Wie eine junge Frau den Parfümmarkt, Fußballstadien und Lukas Podolski aufmischt.
Fanmomente
In der Sekunde, in der im Camp Nou ein Tor fällt, passiert es: Ein Hauch marine Noten, Lavendel, Limette, Zypresse, gemischt mit Holzmolekülen und einem metallischen Akkord, strömt zu den Fußballfans. Ganz automatisch wird über die Lüftungsanlagen unter den 105.000 Sitzen das Duftlogo des FC Barcelona versprüht. Klingt nach Zukunftsmusik, doch sobald das Stadion des spanischen Rekordpokalsiegers nach dem Umbau (geschätzt 2022) wieder öffnet, ist das Realität. Und wer heute bereits die Fanshops oder VIP-Bereiche des Clubs betritt, riecht bereits den frischen Duft – kreiert von Romy Kowalewski.
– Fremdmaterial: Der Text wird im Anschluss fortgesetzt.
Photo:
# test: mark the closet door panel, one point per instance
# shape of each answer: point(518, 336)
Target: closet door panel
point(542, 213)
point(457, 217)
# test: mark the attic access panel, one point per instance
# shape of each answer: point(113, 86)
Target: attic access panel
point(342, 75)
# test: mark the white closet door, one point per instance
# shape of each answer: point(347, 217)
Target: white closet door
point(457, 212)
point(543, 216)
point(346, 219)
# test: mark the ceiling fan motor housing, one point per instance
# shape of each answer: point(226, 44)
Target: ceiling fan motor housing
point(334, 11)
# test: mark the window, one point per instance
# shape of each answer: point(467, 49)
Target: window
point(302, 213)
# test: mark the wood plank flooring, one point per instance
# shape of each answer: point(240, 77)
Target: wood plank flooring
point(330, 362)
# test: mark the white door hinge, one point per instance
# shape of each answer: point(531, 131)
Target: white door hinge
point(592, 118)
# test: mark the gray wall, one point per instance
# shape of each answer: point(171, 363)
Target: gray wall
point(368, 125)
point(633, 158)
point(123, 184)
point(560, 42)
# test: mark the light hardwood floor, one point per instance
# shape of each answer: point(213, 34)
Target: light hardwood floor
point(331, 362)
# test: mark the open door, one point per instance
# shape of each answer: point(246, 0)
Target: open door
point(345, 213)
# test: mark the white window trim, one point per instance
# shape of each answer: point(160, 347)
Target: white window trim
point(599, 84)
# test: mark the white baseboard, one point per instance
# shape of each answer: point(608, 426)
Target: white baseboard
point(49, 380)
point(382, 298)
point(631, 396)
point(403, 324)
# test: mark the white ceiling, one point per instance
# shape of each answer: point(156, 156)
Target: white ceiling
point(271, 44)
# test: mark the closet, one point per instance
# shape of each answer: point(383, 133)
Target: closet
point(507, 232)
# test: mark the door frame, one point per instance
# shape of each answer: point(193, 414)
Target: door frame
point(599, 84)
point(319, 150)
Nein, sie ist nicht Hausparfümeurin des Spitzenclubs noch Fußballergattin mit ambitioniertem Hobby. Die junge Deutsche ist gemeinsam mit einer Studienfreundin Inhaberin von „Avantgarde Molecules“, einer Firma, die Duftlogos entwickelt. Was Ralph Lauren in seinem Store an der Madison Avenue einst einführte, ist längst nicht Standard geworden.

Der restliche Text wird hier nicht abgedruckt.